Vonovia wächst 2025 kräftig – doch Mieter protestieren gegen steigende Mieten und Wohnungsverkäufe
Georgine MansVonovia auf Wachstumskurs - Schulden schneller reduzieren - Vonovia wächst 2025 kräftig – doch Mieter protestieren gegen steigende Mieten und Wohnungsverkäufe
Deutschlands größter Vermieter Vonovia verzeichnet starkes Wachstum im Jahr 2025 – doch Mieter protestieren gegen steigende Kosten
Der Immobilienkonzern Vonovia, Deutschlands größter Wohnungsvermieter, hat für das Jahr 2025 ein kräftiges finanzielles Wachstum gemeldet. Die Erträge des Unternehmens stiegen deutlich, angetrieben durch höhere Mieten, Immobilienverkäufe und Zusatzdienstleistungen. Gleichzeitig sieht sich das Unternehmen mit Kritik von Mietervereinen konfrontiert, die die steigenden Kosten sowie Pläne zum Verkauf Tausender Wohnungen zur Schuldenreduzierung anprangern.
Ende 2025 verfügte Vonovia über rund 531.000 Wohnungen in Deutschland, Schweden und Österreich. Der Wert des Immobilienportfolios wurde auf 84,4 Milliarden Euro beziffert.
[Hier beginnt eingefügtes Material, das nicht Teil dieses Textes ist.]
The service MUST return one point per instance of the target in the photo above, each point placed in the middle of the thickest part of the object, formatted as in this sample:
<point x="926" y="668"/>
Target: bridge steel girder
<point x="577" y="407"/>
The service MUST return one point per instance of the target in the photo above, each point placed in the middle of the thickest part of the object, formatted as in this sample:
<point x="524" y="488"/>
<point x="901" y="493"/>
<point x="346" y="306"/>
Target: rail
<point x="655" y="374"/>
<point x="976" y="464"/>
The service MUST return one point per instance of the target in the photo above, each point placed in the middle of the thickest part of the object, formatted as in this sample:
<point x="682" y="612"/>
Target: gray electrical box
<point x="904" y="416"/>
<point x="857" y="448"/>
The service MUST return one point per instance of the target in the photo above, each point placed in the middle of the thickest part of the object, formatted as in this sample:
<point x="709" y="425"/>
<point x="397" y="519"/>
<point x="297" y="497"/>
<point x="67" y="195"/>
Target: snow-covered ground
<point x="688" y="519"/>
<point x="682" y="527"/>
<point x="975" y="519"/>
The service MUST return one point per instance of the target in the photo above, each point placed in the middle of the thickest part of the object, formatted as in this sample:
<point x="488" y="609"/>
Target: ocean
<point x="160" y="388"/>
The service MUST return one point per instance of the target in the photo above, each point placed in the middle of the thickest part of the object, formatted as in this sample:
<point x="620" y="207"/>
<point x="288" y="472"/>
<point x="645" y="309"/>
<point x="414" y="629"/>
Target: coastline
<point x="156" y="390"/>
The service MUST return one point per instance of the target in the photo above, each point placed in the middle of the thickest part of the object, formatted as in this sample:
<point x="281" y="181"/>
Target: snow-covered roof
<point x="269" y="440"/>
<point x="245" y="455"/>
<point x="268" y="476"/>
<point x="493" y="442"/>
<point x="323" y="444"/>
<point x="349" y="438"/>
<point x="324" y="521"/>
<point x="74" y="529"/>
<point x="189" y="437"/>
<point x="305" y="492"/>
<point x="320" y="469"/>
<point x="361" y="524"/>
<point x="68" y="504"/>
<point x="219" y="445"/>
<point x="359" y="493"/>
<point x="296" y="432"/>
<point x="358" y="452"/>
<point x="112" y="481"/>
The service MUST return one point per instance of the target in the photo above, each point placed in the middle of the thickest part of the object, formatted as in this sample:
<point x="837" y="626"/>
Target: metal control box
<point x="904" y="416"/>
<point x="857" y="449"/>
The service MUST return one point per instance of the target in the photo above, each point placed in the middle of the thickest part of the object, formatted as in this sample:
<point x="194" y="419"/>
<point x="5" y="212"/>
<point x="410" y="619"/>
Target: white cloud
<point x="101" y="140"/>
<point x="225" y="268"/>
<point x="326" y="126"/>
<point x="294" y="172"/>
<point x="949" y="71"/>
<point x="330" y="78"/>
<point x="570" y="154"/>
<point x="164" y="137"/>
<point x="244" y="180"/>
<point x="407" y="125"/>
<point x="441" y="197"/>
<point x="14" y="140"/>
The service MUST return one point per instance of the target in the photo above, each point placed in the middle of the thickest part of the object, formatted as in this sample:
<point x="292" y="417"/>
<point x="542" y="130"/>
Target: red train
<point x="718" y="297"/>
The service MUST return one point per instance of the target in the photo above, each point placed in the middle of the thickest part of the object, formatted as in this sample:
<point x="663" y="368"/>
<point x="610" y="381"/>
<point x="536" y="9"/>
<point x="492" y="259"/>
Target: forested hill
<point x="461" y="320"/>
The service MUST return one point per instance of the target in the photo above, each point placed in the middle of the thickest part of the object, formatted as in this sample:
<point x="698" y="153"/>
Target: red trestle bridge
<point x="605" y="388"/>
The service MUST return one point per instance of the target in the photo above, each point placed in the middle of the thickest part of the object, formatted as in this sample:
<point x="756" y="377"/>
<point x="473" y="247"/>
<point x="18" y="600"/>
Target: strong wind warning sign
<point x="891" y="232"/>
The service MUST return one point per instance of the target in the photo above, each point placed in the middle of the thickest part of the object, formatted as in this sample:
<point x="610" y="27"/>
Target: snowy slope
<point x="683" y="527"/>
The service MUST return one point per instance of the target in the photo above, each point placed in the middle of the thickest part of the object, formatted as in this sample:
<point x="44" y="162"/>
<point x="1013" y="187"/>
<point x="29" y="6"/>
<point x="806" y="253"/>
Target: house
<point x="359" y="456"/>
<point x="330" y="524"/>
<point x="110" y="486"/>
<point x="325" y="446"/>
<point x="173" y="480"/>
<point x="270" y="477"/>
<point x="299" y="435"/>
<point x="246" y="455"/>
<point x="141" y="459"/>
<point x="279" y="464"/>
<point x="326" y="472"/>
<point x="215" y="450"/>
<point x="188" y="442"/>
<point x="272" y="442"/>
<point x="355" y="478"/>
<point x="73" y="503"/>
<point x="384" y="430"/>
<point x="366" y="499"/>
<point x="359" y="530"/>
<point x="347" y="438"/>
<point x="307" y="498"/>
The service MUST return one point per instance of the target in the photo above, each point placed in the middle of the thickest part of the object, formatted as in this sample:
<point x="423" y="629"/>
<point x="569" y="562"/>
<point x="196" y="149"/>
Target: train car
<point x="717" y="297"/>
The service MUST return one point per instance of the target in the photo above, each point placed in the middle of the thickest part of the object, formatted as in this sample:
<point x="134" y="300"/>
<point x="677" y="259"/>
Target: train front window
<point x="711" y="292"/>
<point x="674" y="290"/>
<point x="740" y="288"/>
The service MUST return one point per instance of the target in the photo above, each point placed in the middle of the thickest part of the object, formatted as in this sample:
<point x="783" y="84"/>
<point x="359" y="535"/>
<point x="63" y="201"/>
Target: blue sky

Im Laufe des Jahres errichtete das Unternehmen in Deutschland 12.500 neue Wohnungen, dazu kamen 1.200 in Schweden und 800 in Österreich. Zudem kündigte Vonovia den Bau von weiteren 4.200 Wohnungen kurzfristig sowie langfristig über 65.000 Wohnungen auf eigenen Grundstücken an.
Die Mieten stiegen 2025 kontinuierlich an: Die durchschnittlichen monatlichen Kosten lagen bei 8,38 Euro pro Quadratmeter – ein Plus von 4,6 % gegenüber 2024. Allein in Deutschland zahlten Mieter im Schnitt 8,19 Euro pro Quadratmeter, fast 4 % mehr als im Vorjahr. Das bereinigte Ergebnis vor Zinsen, Steuern, Abschreibungen und Amortisation (EBITDA) wuchs um 6,0 % auf 2,8 Milliarden Euro. Auch der Nettogewinn legte um 5,3 % zu und erreichte 1,54 Milliarden Euro.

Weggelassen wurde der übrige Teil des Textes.